Tao's Blog: Pearson's chi-squared test

source: http://en.wikipedia.org/wiki/Pearson%27s_chi-squared_test
Pearson's chi-squared test (χ²) is the best-known of several chi-squared tests – statistical procedures whose results are evaluated by reference to the chi-squared distribution. Its properties were first investigated by Karl Pearson in 1900.^[1] In contexts where it is important to make a distinction between the test statistic and its distribution, names similar to Pearson Χ-squared test or statistic are used.
It tests a null hypothesis stating that the frequency distribution of certain events observed in a sample is consistent with a particular theoretical distribution. The events considered must be mutually exclusive and have total probability 1. A common case for this is where the events each cover an outcome of a categorical variable. A simple example is the hypothesis that an ordinary six-sided die is "fair", i.e., all six outcomes are equally likely to occur.

Definition

Pearson's chi-squared is used to assess two types of comparison: tests of goodness of fit and tests of independence.

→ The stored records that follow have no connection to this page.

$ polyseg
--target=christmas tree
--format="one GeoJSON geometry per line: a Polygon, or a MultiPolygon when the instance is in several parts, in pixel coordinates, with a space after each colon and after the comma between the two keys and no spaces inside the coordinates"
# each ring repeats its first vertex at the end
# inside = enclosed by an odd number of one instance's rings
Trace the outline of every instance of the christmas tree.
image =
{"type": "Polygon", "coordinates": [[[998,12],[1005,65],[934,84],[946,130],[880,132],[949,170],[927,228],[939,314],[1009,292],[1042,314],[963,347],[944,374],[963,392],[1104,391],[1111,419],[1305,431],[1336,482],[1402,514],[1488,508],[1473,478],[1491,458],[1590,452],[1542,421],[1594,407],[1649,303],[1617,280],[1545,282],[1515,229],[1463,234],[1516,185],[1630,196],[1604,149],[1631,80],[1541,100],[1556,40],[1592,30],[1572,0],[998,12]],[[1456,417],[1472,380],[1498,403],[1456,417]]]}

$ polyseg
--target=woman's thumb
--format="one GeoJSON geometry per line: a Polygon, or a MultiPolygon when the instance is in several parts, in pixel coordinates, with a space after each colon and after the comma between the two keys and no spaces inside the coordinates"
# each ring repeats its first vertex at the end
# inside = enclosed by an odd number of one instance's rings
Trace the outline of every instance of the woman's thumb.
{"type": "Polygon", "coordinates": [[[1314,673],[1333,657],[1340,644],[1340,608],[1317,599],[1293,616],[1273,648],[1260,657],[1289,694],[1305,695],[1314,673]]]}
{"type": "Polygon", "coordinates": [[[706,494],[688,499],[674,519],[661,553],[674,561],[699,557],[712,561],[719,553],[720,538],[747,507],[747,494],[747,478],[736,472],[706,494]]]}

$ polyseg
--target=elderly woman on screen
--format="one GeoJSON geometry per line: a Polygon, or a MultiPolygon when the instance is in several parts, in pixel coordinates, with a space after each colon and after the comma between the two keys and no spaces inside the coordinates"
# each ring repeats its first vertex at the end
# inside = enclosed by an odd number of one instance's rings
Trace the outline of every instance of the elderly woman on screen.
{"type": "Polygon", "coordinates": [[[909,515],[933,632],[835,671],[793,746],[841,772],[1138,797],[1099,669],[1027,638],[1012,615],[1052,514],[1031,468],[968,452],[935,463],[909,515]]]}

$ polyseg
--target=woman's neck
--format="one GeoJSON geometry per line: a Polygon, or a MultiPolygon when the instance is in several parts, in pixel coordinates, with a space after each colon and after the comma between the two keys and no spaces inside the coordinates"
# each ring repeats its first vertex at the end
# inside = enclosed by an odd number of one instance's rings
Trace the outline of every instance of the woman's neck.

A test of goodness of fit establishes whether or not an observed frequency distribution differs from a theoretical distribution.
A test of independence assesses whether paired observations on two variables, expressed in a contingency table, are independent of each other—for example, whether people from different regions differ in the frequency with which they report that they support a political candidate.

The first step is to calculate the chi-squared test statistic, X², which resembles a normalized sum of squared deviations between observed and theoretical frequencies (see below). The second step is to determine the degrees of freedom, $d$ , of that statistic, which is essentially the number of frequencies reduced by the number of parameters of the fitted distribution. In the third step, X² is compared to the critical value of no significance from the $\chi^2_d$ distribution, which in many cases gives a good approximation of the distribution of X². A test that does not rely on this approximation is Fisher's exact test; it is substantially more accurate in obtaining a significance level, especially with few observations.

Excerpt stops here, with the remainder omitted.